Industrially available optical metrology techniques are usually based on interferometry or light detection and ranging (LiDAR). Interferometry makes measurements on the scale of the laser wavelength and has nanometer-level resolutions. But it’s limited in range and can usually only measure displacement from a predefined point, rather than an absolute distance.
Conversely, time-of-flight LiDAR can measure absolute distances, but is limited to millimeter-level resolutions. This means there’s a gap in the market for an optical metrology tool that measures the absolute distances with sub-millimeter resolutions.
“Back in 2009, Ian Coddington and others introduced dual-comb metrology—a combination of interferometry and time-of-flight measurements,” says Hollie Wright, a research associate at Heriot-Watt University in Scotland (see Fig. 1). “Their work demonstrated high-precision absolute distance measurements at rapid update rates, and generated a lot of interest and inspired a number of publications based on the technique.

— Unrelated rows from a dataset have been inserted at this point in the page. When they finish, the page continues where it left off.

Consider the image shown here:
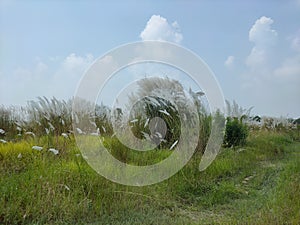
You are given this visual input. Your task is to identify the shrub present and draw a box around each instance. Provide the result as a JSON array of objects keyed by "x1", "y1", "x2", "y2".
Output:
[{"x1": 224, "y1": 117, "x2": 248, "y2": 147}]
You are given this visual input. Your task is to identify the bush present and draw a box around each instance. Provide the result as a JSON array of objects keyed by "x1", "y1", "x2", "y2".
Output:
[{"x1": 224, "y1": 117, "x2": 248, "y2": 147}]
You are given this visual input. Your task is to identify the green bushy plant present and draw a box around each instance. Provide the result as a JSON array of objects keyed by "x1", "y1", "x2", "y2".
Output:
[{"x1": 224, "y1": 117, "x2": 248, "y2": 147}]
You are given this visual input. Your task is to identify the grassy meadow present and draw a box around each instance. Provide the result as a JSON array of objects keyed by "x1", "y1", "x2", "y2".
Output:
[
  {"x1": 1, "y1": 129, "x2": 299, "y2": 224},
  {"x1": 0, "y1": 94, "x2": 299, "y2": 224}
]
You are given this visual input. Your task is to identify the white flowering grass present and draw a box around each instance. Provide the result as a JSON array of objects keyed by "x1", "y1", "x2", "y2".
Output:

But the technique was quite complex and struggled to be embraced as an industrial tool.”
Dual-comb metrology for industrial applications
Wright’s engineering doctorate project was to develop dual-comb metrology as an industrial application.

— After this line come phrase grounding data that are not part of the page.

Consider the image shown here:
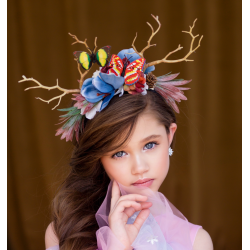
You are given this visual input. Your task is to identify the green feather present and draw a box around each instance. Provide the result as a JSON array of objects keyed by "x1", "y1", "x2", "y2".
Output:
[
  {"x1": 58, "y1": 107, "x2": 76, "y2": 112},
  {"x1": 62, "y1": 115, "x2": 79, "y2": 129},
  {"x1": 59, "y1": 108, "x2": 81, "y2": 118}
]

Her technique is similar to time-of-flight LiDAR in that the researchers measure the time-of-flight of laser pulses bouncing off a target to determine the range to the target. “The performance of conventional time-of-flight LiDAR is limited by the timing resolution of state-of-the-art detectors, which is what’s limited LiDAR to millimeter-resolutions so far,” she says.

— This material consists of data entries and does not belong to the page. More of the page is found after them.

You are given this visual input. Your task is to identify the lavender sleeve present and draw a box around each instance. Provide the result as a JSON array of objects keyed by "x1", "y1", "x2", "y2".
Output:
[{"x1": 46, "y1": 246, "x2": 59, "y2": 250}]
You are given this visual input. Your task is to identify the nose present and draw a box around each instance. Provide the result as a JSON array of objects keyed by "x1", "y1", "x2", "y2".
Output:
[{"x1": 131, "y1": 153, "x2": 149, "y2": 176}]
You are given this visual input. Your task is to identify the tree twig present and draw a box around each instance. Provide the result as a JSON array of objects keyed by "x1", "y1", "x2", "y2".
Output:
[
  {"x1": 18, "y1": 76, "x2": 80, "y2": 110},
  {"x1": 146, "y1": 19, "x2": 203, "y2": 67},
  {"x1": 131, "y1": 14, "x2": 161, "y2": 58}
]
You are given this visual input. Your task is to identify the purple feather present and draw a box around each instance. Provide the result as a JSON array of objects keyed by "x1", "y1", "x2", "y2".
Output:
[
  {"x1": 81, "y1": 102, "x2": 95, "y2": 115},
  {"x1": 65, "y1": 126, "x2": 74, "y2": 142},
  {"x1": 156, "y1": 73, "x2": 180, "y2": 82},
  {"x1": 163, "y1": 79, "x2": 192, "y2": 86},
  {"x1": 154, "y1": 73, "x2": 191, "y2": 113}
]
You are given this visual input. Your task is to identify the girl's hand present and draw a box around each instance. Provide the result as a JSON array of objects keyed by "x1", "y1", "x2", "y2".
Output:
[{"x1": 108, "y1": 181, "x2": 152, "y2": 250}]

Conversely, dual-comb metrology involves sending pulses from a “probe” laser to reflect off the target and then, before detection, the pulses are gated with pulses from a local oscillator (LO) laser at a slightly different repetition rate so they detect the cross-correlation of the two pulses.
“Combining the pulses from the two lasers in this way means the true time-of-flight is magnified by a factor between 20,000 and 400,000 in our system,” Wright says. “So despite being limited to the same state-of-the-art detectors, we can make much higher-resolution measurements. We’ve demonstrated 17 µm single-shot precision and, with averaging, demonstrated sub-100-nm precision within 3 seconds.”
A few tweaks
They’ve made a few tweaks to Coddington’s original demonstration to help prepare dual-comb metrology for industrial applications.
“In Coddington’s original demonstration, the probe and LO pulses were combined coherently so that the detector collected interferograms,” explains Wright. “The interferograms were digitized with expensive high-bandwidth digitizers sampling at 10 MSa/s, for example, and then usually post-processed to extract the distance measurement.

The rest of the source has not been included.